Sebastião Pereira do Nascimento*
A história recente nos conta que o então candidato à presidência da república, Jair Bolsonaro, se elegeu vinculado à extrema direita, com referências pontuais ao nazismo e discursos elogiosos ao Hitler e à ditadura militar. Portanto, Bolsonaro exercia uma retórica extremista com referências que remontam os negacionismos históricos, do holocausto, da escravidão e dos direitos humanos em uma perspectiva extremista. Em que pese tudo isso, não é fácil entender como esse discurso violento não serviu de impeditivo para eleger Bolsonaro em 2018 e para os apoios políticos que recebeu durante o seu adverso governo.
Diante do ocorrido, é mais fácil entender que Bolsonaro foi eleito em decorrência de uma fragilidade política incitada por uma ruptura golpista e corroborada por pessoas que tinham no seu interior, além da falência intelectual, os mesmos ressentimentos esdrúxulos e tóxicos urdidos pelo então candidato que o elegeram. Ressentimentos que navegam pelo mar da estupidez e impulsionam os sujeitos acéfalos a praticarem as mesmas atitudes ameaçadoras ou no mínimo dar um voto de confiança, pois guardavam em si os mesmos desatinos do candidato.

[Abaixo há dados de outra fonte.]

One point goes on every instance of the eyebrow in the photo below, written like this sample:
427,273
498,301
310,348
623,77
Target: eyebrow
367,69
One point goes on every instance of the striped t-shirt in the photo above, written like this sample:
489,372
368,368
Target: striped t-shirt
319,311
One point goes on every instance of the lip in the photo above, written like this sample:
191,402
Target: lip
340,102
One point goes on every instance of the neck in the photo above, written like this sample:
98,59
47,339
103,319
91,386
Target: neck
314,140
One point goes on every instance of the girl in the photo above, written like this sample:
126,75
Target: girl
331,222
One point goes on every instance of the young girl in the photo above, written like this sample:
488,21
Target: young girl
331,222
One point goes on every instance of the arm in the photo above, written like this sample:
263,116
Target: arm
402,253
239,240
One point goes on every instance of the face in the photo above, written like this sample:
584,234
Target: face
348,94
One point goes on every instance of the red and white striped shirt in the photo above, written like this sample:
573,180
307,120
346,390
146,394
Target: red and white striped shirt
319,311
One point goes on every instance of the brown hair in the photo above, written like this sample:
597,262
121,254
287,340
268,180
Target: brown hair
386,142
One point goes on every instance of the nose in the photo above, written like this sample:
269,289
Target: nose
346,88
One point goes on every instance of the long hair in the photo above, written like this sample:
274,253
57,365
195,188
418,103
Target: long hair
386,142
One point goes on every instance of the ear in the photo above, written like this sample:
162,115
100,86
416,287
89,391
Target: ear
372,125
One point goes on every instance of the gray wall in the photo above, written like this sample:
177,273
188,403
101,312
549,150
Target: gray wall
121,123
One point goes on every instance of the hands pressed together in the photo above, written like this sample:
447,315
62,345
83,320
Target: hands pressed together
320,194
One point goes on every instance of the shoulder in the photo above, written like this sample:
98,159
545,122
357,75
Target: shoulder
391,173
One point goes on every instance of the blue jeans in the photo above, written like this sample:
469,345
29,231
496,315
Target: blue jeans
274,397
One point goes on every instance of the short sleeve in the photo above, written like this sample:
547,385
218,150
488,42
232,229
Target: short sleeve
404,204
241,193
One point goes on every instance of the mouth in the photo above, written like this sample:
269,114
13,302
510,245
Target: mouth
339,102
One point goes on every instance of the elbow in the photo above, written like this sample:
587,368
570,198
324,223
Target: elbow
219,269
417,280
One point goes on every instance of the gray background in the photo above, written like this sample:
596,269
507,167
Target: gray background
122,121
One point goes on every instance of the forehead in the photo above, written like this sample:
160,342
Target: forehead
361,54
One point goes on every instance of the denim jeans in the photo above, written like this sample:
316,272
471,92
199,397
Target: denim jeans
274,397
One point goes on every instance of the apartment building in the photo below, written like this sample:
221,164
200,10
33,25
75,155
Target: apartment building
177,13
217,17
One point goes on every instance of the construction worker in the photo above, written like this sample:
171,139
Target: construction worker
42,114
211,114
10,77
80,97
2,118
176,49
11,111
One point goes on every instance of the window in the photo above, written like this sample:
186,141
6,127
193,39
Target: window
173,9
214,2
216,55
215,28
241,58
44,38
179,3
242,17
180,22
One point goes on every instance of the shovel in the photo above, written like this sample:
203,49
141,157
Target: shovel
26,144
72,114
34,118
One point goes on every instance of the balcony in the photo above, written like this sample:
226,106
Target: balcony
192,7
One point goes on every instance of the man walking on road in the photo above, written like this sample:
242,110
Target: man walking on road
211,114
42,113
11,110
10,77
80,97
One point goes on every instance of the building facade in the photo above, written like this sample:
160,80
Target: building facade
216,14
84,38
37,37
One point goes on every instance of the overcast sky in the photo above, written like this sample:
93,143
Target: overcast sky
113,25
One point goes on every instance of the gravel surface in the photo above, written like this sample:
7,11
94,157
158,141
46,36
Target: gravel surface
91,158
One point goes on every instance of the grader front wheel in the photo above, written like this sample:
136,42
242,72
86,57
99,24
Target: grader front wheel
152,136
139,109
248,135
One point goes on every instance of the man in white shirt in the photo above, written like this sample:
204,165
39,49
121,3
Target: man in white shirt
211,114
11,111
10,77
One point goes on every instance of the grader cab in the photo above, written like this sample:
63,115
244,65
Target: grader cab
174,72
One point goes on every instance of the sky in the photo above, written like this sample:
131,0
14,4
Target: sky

Dentre os principais episódios que assanharam os apoiadores de Bolsonaro, estão os turbilhões de acenos em alusão à ditadura, o fascínio pelo poder bélico, a falsa bandeira anticorrupção e a hipócrita valorização da família, dos bons costumes e da ordem patriótica. Seus apoiadores aplaudiam quando Bolsonaro prometia o desmonte das instituições de controle ambiental; a flexibilização das normas e dos trabalhos de fiscalização; quando dizia que não haveria mais demarcação de novas terras indígenas e áreas de conservação ambiental e que durante seu governo abriria a floresta amazônica e as TIs isoladas para as madeireiras, a mineração ilegal, o agronegócio e os grileiros de terras.
Os sequazes de Bolsonaro viam nele à sua imagem — dado que como ele a maioria não se declinava aos estudos, nem aos livros. Os sequazes aclamavam quando ele dizia que no seu governo iria “enquadrar” o ensino público e “enfraquece” as universidades, “cortando” os orçamentos do ministério da educação, das instituições acadêmicas e científicas e prometia reduzir as bolsas de apoio à pesquisa e pós-graduação, além de interferir nos programas de acesso às universidades: Enem e ProUni.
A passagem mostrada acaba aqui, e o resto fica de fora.